2. Mentre Gesù è in cammino, gli si avvicinano tre desiderosi di seguirlo; Matteo del primo (57) dice che è uno scriba (Mt 8,19) e del secondo (59) che è un discepolo (Mt 8,21); in realtà lo sono tutti e tre, perché già credono in lui. (a) Il primo si dichiara disposto a condividere la sorte di Gesù in tutto, senza riserve (57 «Ti seguirò dovunque tu vada»); Gesù lo avverte – e ci avverte - che la Sua vita è molto sacrificata, al punto che non ha neanche dove appoggiare la testa per dormire, a differenza degli animali selvatici, che almeno hanno una tana o un nido (58 «Le volpi hanno le loro tane e gli uccelli del cielo i loro nidi, ma il Figlio dell’uomo non ha dove posare il capo»); non dice questo per scoraggiare, giacché comunque ci vuole, oltre la vocazione, la sua grazia per seguirlo; vuole solo richiamare l'attenzione sullo stile di vita sacrificata, che bisogna essere disposti a fare. Siamo disposti a fare qualsiasi sacrificio per amore del Signore, che per noi ha sacrificato tutto: onore, vita, ecc.? (b) Il secondo viene invitato da Gesù a seguirlo (59), ma mette la condizione di aspettare di poter seppellire il padre (59); non era la sepoltura di uno già morto - se il padre era morto perché non stava a piangerlo? – ma la fine della vita del padre. Gesù lo avverte che lo ha chiamato per la predicazione del Vangelo, che è ben più urgente della sepoltura dei morti; con la chiamata, egli è entrato a far parte del mondo dei Viventi della vita divina, e non più del mondo dei morti, della cui sepoltura si possono occupare altri (60 «Lascia che i morti seppelliscano i loro morti; tu invece va’ e annuncia il regno di Dio»). Così Gesù sottolinea che annunziare il Vangelo è la cosa più urgente e importante; tutto il resto deve passare in secondo piano. (c) Il terzo si dichiara disposto a seguire Gesù ma vuole salutare i familiari (61). Anche in questo caso Gesù si mostra più esigente di Elia con Eliseo e invita a rinunciare al legame col passato e a guardare avanti a sé, allo scopo della vita, che è seguire e imitare Gesù, in modo da non perderlo di vista; l'esempio da seguire è quello di chi, alla guida dell'aratro (62 «Nessuno che mette mano all’aratro e poi si volge indietro è adatto per il regno di Dio»), senza volgersi indietro, guarda avanti per non deviare dal cammino da seguire. Anche S. Paolo guardava avanti in questo senso (Fil 3,12-14). Siamo discepoli di Gesù: generosamente seguiamo colui che ci ha amati e ha dato se stesso per noi.

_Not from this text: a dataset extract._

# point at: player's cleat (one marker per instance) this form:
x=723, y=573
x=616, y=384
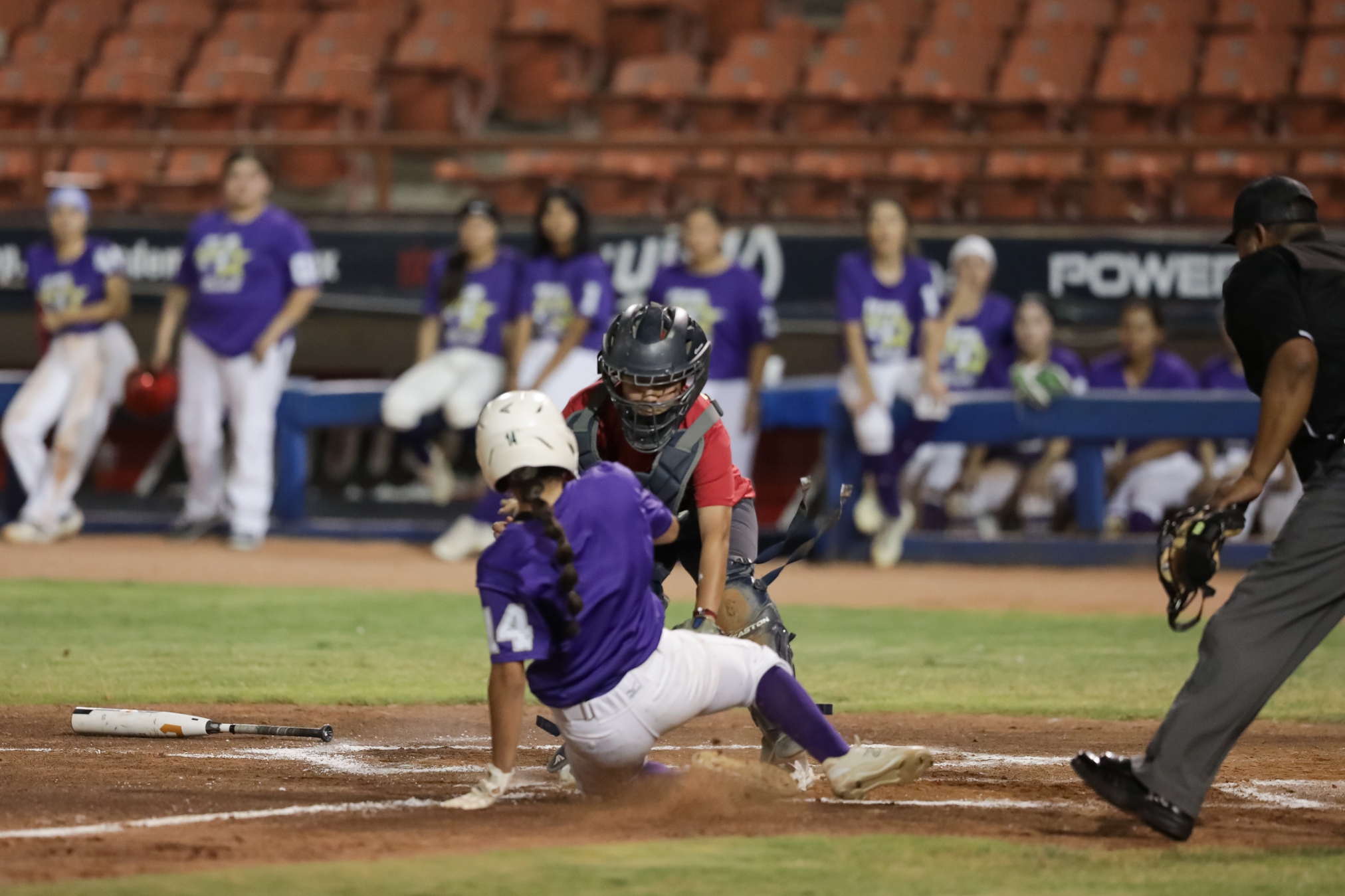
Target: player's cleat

II – 1Re 19,16b.19-21- (a) Elia è stanco e forse vecchio, ha tanto lottato e sofferto e vuole andare a stare con Dio. Dio lo avverte di prepararsi a lasciare questo mondo e di ungere al suo posto Eliseo come profeta (16); questi finora è stato agricoltore, probabilmente di famiglia agiata, perché con lui lavorano nei campi almeno altri 11 uomini, ognuno con due buoi (19). Elia gli lancia addosso il proprio mantello, che sta a significare la missione di profeta che gli affida (19). Eliseo capisce: subito lascia i buoi, raggiunge di corsa Elia e gli chiede di andare a salutare e baciare i genitori e poi lo avrebbe seguito (20); Elia consente, raccomandandogli di far presto - i saluti orientali potevano durava due ore! - perché ormai anche lui è profeta (20 Elia disse: «Va’ e torna, perché sai che cosa ho fatto per te») e deve mettersi al servizio di Dio per aiutare gli uomini. Dio stavolta chiama Eliseo per mezzo di Elia e non direttamente, come di solito faceva, e come rito gli indica anche l’unzione con l’olio (16); Elia obbedisce a Dio ed Eliseo obbedisce a Dio attraverso Elia, ma senza trascurare il rispetto verso i genitori. Ammiriamo la Sapienza di Dio, che organizza la vocazione Eliseo; notiamo la docilità di Elia ed Eliseo e seguiamone l'esempio. (b) Eliseo offre se stesso a Dio per fare la Sua volontà; Gli presenta come segno del suo sacrificio gli animali e gli strumenti, che gli erano serviti finora per il lavoro, e associa al pasto sacro Elia e i colleghi (21 Allontanatosi da lui, Eliseo prese un paio di buoi e li uccise; con la legna del giogo dei buoi fece cuocere la carne e la diede al popolo, perché la mangiasse. Quindi si alzò e seguì Elia, entrando al suo servizio). Offriamoci anche noi spesso a Dio per fare la sua volontà, disposti a sacrificare tutto per lui, perché è l'unico che certamente vuole il nostro bene e lo realizza pienamente.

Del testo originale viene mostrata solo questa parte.